It’s not every month that four marquee videogames get slapped with big delays. Offering explanations with sterile words like “polish” and “fine tuning,” the studios behind Cyberpunk 2077, Marvel’s Avengers, Dying Light 2, and Final Fantasy VII Remake have all announced that they’re pushing back their games—joining a the ranks of some of this year’s most anticipated titles, like Animal Crossing: New Horizons, Skull & Bones, Doom Eternal and The Last of Us Part 2, all of which have also been delayed.
Making any big-budget, large-scale media product is like choreographing a ballet. The requirements of videogame design specifically—play-testing combat systems, engineering sound effects, detailing backgrounds, designing levels, tying the story together, and catching bugs—makes it more like choreographing a half-dozen ballets to be performed simultaneously and synchronistically.
“I think delays are good for the industry,” said an employee at ID Software, the studio behind the highly anticipated Doom Eternal, delayed last fall. (They asked to remain anonymous for fear of repercussions.) “We get the time we need to make a better thing.” Several game developers WIRED interviewed agreed, adding that in the highly competitive games market, delivering on those glossy trailers is a better determiner of success than when the game comes out. “With game development, it’s art, essentially. Every painter is working on their painting until the last second. The gallery opens tomorrow and we’re fixing the eyebrows,” the employee said.

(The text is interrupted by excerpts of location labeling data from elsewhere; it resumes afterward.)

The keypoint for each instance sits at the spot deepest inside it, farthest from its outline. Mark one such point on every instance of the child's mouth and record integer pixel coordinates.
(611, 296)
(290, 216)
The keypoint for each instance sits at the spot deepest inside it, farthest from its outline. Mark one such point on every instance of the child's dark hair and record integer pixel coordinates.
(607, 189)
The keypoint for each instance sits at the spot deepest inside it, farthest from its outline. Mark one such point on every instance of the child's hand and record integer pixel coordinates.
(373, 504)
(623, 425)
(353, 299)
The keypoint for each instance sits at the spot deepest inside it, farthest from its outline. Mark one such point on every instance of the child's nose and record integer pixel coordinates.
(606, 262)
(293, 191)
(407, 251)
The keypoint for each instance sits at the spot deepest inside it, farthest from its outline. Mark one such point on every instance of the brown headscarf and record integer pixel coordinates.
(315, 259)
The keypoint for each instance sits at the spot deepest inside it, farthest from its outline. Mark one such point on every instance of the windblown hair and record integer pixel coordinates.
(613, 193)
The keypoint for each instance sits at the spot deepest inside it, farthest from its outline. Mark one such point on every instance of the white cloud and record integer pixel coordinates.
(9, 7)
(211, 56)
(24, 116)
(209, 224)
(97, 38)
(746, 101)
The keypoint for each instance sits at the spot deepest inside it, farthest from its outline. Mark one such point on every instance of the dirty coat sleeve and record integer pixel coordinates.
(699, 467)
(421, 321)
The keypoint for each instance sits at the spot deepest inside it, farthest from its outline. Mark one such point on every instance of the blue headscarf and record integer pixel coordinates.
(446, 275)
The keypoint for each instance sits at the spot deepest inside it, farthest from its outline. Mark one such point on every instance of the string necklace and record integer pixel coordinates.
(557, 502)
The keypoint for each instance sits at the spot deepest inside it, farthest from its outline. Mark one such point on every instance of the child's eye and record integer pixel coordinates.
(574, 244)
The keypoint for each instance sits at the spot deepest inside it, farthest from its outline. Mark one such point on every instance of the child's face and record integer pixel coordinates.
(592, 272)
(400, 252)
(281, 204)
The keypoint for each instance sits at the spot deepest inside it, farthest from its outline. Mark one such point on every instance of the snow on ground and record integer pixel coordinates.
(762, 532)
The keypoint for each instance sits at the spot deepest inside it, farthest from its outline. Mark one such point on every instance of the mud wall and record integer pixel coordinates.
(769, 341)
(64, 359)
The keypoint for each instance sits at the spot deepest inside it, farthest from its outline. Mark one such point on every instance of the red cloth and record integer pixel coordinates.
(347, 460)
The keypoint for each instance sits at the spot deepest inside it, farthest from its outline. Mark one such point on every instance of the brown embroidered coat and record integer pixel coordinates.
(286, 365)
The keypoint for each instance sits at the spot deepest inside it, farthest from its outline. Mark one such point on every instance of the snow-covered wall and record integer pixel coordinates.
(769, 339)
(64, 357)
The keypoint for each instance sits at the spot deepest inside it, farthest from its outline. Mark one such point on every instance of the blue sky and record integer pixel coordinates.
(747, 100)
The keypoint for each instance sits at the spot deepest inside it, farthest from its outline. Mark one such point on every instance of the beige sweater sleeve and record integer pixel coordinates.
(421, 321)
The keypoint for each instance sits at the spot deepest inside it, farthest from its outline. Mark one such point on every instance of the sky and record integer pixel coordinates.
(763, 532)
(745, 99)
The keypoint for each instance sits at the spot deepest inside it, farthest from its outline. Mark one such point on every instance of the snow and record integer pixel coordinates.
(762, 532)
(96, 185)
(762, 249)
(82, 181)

At the same time, game delays can extend crunch—a term that describes game developers working gruelling overtime to hit a release date. In an investor Q&A, the co-CEO of CD Projekt Red, the studio behind Cyberpunk 2077, admitted that the recently announced delay would result in more crunch hours for employees, not less.
Game delays were never uncommon, but now that the global games market has swelled to $160 billion and high-polish games release at a rapid-fire clip, it’s time to understand why they happen.
How Release Dates Get Set
“There is no longer a good time to release a game,” says Michael Douse, the director of publishing at Larian Studios, which in October announced the indefinite delay of Divinity: Fallen Heroes. “There are only less-shit times to release a game.”
These days, dozens of PC and console videogames are released every quarter. While some rules and guidelines influence when game studios large and small set their publishing dates, a crowded market makes for a lot of chaos to sort through.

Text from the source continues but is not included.